Just be aware of the risks involved with running your own CA.
You’re adding a root certificate to your systems that will effectively accept any certificate issued with your CA’s key. If your PK gets stolen somehow and you don’t notice it, someone might be issuing certificates that are valid for those machines. Also real CA’s also have ways to revoke certificates that are checked by browsers (OCSP and CRLs), they may employ other techniques such as cross signing and chains of trust. All those make it so a compromised certificate is revoked and not trusted by anyone after the fact.
For what's worth, LetsEncrypt with DNS-01 challenge is way easier to deploy and maintain in your internal hosts than adding a CA and dealing with all the devices that might not like custom CAs. Also more secure.
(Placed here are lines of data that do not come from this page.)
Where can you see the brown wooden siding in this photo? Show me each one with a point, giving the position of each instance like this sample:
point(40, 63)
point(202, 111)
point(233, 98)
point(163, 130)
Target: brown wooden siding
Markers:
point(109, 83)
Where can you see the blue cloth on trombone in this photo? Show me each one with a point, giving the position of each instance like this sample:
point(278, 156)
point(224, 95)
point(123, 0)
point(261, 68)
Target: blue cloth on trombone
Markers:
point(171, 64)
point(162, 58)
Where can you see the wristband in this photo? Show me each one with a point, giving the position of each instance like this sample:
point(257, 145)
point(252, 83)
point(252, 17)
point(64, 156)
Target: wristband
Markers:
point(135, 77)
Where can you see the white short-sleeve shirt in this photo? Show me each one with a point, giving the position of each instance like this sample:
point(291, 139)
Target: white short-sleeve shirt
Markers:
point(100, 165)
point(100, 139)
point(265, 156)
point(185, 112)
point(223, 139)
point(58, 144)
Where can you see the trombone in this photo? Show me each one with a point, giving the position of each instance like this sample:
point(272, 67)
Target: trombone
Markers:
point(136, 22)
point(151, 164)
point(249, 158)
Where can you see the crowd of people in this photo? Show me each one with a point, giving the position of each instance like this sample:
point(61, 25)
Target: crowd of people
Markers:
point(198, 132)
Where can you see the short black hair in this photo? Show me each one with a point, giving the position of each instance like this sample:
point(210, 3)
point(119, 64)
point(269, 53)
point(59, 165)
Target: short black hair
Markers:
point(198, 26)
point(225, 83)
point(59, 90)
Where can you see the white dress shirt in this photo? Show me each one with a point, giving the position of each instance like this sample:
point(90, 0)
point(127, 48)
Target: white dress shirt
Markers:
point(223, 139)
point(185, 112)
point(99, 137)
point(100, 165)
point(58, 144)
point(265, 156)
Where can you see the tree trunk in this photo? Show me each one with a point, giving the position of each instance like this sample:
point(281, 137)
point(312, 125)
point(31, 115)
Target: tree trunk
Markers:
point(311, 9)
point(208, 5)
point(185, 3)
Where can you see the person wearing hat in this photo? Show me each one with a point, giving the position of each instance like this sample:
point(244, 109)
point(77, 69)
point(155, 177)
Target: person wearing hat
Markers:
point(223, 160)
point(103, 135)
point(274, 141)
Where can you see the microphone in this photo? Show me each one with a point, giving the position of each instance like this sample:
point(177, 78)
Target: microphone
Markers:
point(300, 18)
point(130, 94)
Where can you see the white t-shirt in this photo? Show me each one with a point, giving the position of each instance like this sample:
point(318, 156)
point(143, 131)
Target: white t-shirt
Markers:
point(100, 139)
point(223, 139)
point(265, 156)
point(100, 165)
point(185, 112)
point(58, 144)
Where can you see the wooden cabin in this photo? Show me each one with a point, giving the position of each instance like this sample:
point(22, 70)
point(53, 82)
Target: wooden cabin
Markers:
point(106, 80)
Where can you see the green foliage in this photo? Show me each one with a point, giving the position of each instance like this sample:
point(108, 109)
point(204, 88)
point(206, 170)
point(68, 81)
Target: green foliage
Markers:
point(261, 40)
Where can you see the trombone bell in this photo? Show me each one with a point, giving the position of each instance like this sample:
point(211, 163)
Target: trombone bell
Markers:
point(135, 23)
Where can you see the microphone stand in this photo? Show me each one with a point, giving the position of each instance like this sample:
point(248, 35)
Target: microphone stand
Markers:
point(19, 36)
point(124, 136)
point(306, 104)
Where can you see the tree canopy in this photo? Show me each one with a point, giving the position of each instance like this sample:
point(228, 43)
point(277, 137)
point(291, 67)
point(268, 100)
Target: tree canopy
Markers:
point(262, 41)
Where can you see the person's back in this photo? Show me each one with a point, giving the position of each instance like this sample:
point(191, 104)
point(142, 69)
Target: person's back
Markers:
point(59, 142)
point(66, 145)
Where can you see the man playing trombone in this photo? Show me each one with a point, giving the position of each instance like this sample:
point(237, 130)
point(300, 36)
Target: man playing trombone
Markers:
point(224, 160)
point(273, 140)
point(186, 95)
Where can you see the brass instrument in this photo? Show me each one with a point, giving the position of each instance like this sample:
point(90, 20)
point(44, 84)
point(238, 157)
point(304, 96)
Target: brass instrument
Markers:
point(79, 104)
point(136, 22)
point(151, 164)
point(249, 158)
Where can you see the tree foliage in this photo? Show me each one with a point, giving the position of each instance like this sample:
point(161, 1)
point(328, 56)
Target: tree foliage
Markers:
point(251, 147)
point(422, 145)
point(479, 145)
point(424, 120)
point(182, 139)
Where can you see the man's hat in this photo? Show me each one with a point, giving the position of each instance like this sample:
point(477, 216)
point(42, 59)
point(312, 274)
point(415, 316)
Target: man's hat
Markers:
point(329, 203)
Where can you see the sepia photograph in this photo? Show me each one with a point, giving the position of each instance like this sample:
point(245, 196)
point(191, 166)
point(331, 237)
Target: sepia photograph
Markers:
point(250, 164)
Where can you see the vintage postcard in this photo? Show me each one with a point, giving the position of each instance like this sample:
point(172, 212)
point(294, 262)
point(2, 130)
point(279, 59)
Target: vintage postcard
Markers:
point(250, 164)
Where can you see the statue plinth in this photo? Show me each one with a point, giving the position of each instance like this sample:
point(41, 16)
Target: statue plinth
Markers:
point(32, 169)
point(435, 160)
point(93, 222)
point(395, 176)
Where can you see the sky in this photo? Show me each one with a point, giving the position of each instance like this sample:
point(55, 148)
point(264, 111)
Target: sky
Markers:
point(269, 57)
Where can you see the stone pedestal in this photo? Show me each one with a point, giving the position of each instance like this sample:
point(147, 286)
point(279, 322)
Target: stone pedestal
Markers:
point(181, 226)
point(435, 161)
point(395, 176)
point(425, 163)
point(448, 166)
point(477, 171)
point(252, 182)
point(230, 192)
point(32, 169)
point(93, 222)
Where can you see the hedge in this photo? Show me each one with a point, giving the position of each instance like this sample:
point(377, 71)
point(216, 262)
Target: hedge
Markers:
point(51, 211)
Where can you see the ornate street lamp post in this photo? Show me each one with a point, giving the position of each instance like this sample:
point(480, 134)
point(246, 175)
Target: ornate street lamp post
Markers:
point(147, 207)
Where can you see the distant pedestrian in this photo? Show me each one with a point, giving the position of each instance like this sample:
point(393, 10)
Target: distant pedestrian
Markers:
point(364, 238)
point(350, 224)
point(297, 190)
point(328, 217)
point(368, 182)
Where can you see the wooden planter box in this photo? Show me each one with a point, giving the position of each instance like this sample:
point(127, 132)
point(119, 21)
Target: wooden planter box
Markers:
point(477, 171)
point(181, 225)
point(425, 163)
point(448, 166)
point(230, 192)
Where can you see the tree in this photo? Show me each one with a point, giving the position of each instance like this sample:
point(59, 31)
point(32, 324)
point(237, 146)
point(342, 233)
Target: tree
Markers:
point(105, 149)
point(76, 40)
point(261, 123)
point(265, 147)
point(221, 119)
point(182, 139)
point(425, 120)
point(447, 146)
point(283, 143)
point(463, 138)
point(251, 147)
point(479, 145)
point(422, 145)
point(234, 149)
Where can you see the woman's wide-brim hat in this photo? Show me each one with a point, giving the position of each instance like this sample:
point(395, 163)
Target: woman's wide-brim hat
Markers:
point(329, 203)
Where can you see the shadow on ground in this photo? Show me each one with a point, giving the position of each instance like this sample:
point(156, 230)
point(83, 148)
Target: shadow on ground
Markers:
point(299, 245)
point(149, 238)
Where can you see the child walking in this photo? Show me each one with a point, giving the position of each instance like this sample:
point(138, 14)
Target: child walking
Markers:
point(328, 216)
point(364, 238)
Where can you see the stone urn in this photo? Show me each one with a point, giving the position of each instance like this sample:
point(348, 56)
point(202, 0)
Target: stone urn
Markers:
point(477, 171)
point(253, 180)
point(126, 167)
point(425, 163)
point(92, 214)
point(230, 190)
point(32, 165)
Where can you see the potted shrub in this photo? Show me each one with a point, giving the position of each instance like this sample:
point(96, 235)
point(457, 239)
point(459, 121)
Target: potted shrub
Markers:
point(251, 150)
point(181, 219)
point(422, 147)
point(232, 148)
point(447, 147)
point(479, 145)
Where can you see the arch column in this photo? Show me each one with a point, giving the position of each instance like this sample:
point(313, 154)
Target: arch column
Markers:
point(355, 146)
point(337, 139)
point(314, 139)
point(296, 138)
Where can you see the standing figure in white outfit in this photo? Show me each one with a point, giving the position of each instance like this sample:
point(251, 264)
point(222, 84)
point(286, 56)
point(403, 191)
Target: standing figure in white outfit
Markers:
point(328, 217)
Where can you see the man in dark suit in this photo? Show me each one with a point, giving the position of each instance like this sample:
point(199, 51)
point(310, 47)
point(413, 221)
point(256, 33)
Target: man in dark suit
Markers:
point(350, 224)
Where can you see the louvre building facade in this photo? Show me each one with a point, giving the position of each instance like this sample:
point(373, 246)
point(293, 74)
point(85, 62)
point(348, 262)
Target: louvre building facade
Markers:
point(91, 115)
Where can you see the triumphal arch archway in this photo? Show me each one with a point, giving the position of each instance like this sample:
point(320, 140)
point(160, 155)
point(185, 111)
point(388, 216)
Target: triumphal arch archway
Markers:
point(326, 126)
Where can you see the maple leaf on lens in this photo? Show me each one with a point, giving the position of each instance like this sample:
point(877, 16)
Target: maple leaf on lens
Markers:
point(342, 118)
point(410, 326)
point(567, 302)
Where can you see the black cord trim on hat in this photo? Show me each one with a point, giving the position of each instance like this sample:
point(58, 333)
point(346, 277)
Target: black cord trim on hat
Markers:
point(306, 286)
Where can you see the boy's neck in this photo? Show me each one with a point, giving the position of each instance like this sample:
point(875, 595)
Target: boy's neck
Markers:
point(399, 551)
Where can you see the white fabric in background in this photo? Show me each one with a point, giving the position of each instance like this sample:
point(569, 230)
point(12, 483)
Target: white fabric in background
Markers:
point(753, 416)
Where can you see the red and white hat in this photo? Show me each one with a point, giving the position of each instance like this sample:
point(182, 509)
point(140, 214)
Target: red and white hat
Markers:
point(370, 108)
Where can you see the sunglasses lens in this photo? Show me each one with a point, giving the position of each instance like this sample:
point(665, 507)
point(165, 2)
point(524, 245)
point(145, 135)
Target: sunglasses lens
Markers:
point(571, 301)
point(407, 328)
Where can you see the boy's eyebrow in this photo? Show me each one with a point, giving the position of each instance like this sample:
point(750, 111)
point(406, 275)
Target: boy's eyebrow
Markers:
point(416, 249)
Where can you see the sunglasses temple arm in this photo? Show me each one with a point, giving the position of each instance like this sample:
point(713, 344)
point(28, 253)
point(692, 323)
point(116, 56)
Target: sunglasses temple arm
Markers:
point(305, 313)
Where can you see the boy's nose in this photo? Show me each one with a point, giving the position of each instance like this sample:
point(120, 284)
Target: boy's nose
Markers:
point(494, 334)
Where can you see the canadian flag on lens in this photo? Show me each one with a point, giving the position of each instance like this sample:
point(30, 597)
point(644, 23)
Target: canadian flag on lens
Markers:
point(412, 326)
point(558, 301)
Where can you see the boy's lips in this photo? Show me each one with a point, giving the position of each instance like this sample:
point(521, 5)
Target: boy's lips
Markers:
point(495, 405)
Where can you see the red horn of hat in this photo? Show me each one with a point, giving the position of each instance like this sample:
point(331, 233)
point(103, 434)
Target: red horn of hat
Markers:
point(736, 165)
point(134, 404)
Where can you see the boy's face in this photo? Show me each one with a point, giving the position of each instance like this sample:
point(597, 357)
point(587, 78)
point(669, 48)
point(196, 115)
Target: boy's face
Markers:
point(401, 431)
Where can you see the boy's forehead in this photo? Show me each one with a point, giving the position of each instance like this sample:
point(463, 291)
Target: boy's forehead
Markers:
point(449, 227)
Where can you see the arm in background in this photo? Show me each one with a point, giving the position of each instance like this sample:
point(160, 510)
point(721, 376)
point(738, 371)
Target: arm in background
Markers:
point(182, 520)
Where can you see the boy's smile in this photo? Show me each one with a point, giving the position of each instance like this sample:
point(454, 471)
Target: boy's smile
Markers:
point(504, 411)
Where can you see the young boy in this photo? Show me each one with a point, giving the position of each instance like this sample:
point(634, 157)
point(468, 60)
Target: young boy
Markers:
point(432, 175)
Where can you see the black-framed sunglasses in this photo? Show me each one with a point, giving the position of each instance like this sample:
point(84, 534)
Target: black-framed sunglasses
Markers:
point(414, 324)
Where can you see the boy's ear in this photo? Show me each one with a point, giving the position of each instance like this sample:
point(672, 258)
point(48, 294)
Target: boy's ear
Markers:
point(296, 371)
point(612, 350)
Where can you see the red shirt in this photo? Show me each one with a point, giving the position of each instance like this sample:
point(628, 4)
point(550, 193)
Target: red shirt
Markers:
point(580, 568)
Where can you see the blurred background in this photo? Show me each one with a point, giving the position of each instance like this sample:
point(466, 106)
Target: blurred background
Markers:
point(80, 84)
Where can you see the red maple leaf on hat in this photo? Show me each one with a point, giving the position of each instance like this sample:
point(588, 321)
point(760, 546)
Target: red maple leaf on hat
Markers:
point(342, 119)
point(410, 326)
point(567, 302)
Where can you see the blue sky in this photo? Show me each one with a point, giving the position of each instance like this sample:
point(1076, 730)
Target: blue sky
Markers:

If you mean signed by your CA then this is me too, albeit with an intermediate CA in the middle (honestly pointless in my case, but old habits etc).
I don't host anything externally and trusting the CA certs internally is easy as Ionly need to do it on a handful of devices. This + reverse proxy keeps things tidy and uncomplicated.
I've been doing it this way for many years, before LetsEncrypt was around. Maybe some day I will switch so I can become dependent on another third party (though I do use LetsEncrypt for public-facing services).
Yes, telling your computer to trust a certificate chain that you are responsible for securing may significantly increase your attack surface. It's easy to forget about that root cert (I actually push mine via GPO).